CLI - Pipeline Server

In order to create a Pipeline server via the CLI a new object called DataSciencePipelinesApplication needs to be created in the Data Science Project. This file requires some adjusting for your specific environment.

apiVersion: datasciencepipelinesapplications.opendatahub.io/v1alpha1
kind: DataSciencePipelinesApplication
metadata:
  name: pipelines-definition
spec:
  apiServer:
    applyTektonCustomResource: true
    archiveLogs: false
    autoUpdatePipelineDefaultVersion: true
    collectMetrics: true
    dbConfigConMaxLifetimeSec: 120
    deploy: true
    enableOauth: true
    enableSamplePipeline: false
    injectDefaultScript: true
    stripEOF: true
    terminateStatus: Cancelled
    trackArtifacts: true
  database:
    disableHealthCheck: false
    mariaDB:
      deploy: true
      pipelineDBName: mlpipeline
      pvcSize: <CHANGE_ME>
      username: mlpipeline
  mlmd:
    deploy: false
  objectStorage:
    disableHealthCheck: false
    externalStorage:
      bucket: <CHANGE_ME>
      host: <CHANGE_ME>
      port: ""
      s3CredentialsSecret:
        accessKey: AWS_ACCESS_KEY_ID
        secretKey: AWS_SECRET_ACCESS_KEY
        secretName: <CHANGE_ME>
      scheme: http
  persistenceAgent:
    deploy: true
    numWorkers: 2
  scheduledWorkflow:
    cronScheduleTimezone: UTC
    deploy: true

In the above file the pvcSize by default is set to 10Gi, though this can be changed by altering this value.

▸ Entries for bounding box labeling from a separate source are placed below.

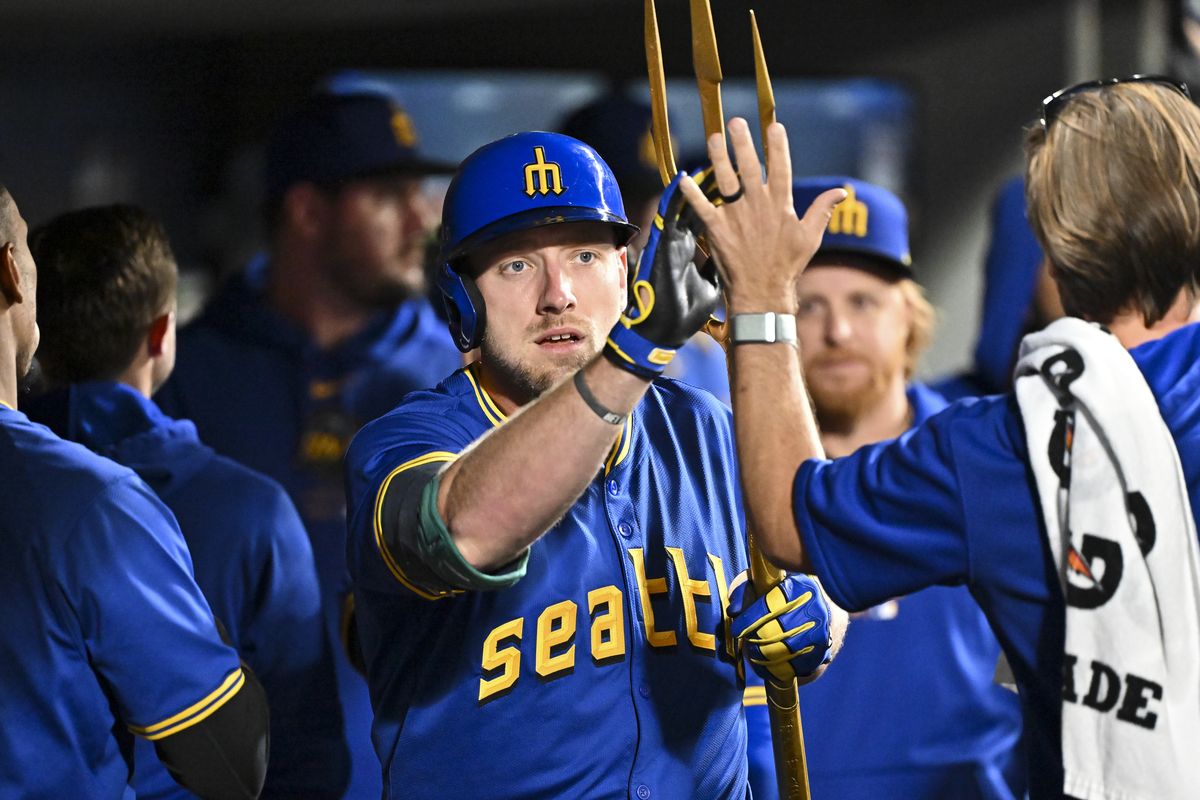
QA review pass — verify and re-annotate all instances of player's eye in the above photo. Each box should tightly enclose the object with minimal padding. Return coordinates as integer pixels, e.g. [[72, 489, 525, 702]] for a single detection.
[[850, 294, 880, 311]]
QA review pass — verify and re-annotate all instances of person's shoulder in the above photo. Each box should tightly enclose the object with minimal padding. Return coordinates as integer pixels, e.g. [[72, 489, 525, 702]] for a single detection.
[[900, 392, 1025, 455], [0, 414, 137, 494], [647, 378, 732, 421]]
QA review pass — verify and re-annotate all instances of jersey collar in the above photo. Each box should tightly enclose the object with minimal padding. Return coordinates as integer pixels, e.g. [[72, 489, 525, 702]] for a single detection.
[[463, 361, 634, 475]]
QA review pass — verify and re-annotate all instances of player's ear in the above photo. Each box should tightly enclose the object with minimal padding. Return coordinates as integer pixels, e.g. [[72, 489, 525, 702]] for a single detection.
[[146, 311, 175, 357], [0, 242, 25, 306]]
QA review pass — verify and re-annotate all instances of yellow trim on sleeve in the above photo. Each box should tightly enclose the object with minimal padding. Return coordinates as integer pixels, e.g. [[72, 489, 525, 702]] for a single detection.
[[742, 686, 767, 708], [130, 667, 246, 741], [467, 361, 509, 428], [604, 416, 634, 475], [374, 450, 460, 600]]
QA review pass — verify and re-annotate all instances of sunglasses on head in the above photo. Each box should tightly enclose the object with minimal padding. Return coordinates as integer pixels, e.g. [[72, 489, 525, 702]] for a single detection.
[[1040, 74, 1192, 131]]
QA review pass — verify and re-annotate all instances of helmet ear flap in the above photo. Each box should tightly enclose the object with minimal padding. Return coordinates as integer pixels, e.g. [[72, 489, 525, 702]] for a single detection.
[[438, 263, 487, 353]]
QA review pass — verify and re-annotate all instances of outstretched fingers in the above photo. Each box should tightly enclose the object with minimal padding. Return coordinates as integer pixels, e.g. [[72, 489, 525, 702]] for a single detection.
[[728, 116, 763, 200]]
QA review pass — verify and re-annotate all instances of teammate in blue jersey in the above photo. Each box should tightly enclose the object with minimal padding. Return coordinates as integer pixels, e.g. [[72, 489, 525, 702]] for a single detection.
[[0, 187, 268, 799], [746, 176, 1025, 800], [347, 133, 830, 800], [29, 206, 349, 798], [684, 78, 1200, 798], [156, 74, 462, 800]]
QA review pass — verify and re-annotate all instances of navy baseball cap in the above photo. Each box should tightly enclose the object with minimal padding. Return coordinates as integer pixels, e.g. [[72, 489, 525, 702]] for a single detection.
[[266, 74, 456, 198], [792, 175, 913, 278], [558, 92, 662, 199]]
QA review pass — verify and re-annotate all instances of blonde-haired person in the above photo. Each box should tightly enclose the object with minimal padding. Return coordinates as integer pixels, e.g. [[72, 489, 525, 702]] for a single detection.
[[685, 76, 1200, 800]]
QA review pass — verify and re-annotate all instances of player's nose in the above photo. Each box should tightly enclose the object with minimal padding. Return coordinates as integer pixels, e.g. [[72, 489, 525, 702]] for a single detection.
[[539, 257, 575, 314]]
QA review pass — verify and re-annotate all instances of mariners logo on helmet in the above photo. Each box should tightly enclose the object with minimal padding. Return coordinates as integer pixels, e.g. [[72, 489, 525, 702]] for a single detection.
[[792, 175, 912, 273], [829, 184, 870, 239], [438, 131, 637, 353], [524, 148, 564, 197]]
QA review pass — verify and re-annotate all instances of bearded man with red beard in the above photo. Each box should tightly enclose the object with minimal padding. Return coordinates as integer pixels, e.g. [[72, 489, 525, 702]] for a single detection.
[[745, 178, 1024, 800]]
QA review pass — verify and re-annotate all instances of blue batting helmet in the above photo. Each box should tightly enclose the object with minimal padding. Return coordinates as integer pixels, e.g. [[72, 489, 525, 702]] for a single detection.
[[792, 176, 912, 278], [438, 131, 637, 353]]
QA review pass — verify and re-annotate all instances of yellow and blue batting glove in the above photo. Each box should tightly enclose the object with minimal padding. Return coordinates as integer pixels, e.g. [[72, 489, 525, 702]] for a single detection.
[[604, 169, 720, 380], [730, 572, 833, 684]]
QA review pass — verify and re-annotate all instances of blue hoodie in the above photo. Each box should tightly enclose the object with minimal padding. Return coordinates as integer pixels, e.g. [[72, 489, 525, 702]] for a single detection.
[[155, 257, 462, 800], [930, 178, 1042, 403], [30, 381, 349, 798], [745, 384, 1025, 800]]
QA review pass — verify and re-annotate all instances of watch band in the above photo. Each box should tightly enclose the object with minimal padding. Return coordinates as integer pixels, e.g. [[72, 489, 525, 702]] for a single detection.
[[572, 369, 625, 425], [730, 311, 796, 344]]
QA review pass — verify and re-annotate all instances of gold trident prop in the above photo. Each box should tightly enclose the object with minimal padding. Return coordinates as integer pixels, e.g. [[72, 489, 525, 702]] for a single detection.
[[644, 0, 810, 800]]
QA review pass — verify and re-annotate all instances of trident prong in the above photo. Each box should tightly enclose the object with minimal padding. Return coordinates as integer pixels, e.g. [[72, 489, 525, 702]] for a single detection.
[[643, 0, 676, 186], [644, 0, 810, 800], [691, 0, 725, 139], [750, 8, 775, 173]]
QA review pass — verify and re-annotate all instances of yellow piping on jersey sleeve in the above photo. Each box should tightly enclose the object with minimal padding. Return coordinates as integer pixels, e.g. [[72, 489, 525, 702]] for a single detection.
[[374, 450, 470, 600], [130, 667, 246, 741], [467, 362, 509, 428], [742, 686, 767, 708], [604, 416, 634, 475]]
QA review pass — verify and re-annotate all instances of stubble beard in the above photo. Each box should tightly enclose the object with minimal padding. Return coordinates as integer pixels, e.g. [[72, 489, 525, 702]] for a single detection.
[[480, 323, 600, 403]]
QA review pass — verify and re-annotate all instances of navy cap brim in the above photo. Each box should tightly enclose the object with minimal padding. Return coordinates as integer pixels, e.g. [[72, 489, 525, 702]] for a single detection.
[[814, 247, 917, 281]]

In addition, the Pipeline Server expects to have access to S3 compatible Object Storage. In the above example, the secretName is based on the Data Connection created earlier. OpenShift will prefix the name of the secret with the type of connection. In this case, the name of the storage is dev-storage so the secret is called aws-connection-dev-storage. Thus you would put secretName: aws-connection-dev-storage in the above YAML.

Once the above object is created in the project, you can check the status by running oc describe dspa. After a few minutes, the pods will have finished deploying and the cluster is ready to import Pipelines.